I returned to school in my late 50s to study psychology. It had always been a passion of mine. Fortunately, I had done well many years before in high school, and I had continued reading and learning about psychology over the decades, so my confidence level was high. Only working part-time and having raised my family, I made the decision to take on college late in life.
Basic skills were not a problem. I could think, read, write, and articulate. I could manage my time and organize my school and work routine. I’d had years of computer experience, so I knew I was not lacking there. My basic skills were covered, I thought, but there was more to be considered.
I needed to be able to analyze what I was doing, and why. In order to be sure the path I was on would not waste time and money, I needed to be fully aware of my strengths and capabilities, as well as my weaknesses and dislikes. It was necessary to be absolutely sure I was suited to the type of work I wanted to do before I spent valuable resources on a degree.
Searching for a good school also required some skill. It was not easy and became a bit frustrating when more choices came my way. Comparing a number of schools, their programs, and their costs was more difficult than I imagined. Discussions with school representatives and academic and financial advisors helped steer me in the right direction and got my options perfectly clear. The school and funding search process gave me a few more basic skills.
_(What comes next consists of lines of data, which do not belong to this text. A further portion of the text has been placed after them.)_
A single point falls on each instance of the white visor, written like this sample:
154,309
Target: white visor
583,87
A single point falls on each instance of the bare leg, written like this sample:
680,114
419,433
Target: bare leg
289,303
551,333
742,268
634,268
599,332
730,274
Because of my advancing age and distance from institutions that offered what I wanted, I chose online schooling. It turned out to be the best option for me, and allowed me to continue working while I was studying. I gained valuable knowledge, two degrees, and I’m working toward another. So far, the quest for higher education has been very positive.
Here are the basics needed if you’re going back to college –
* self-analysis skills – determining your best educational or career path
* sufficient educational background acquired through high school or GED diploma
* basic awareness of college expenses and budgeting skills
* ability to seek and obtain adequate sources of funding
* organizational and time-management skills
* reading, writing, reasoning skills
* basic mathematic skills
* ability to follow directions – of utmost importance
* computer skills sufficient to use an Internet browser and word processors
* determination to learn and succeed
These skills are not necessarily difficult and are basic to maximizing your college experience no matter where you are on the timeline of life.
Although it is not a basic skill, age is often an advantage when you return to school. There is a benefit to having more experience to share, and gives you a little edge when it comes to your history classes!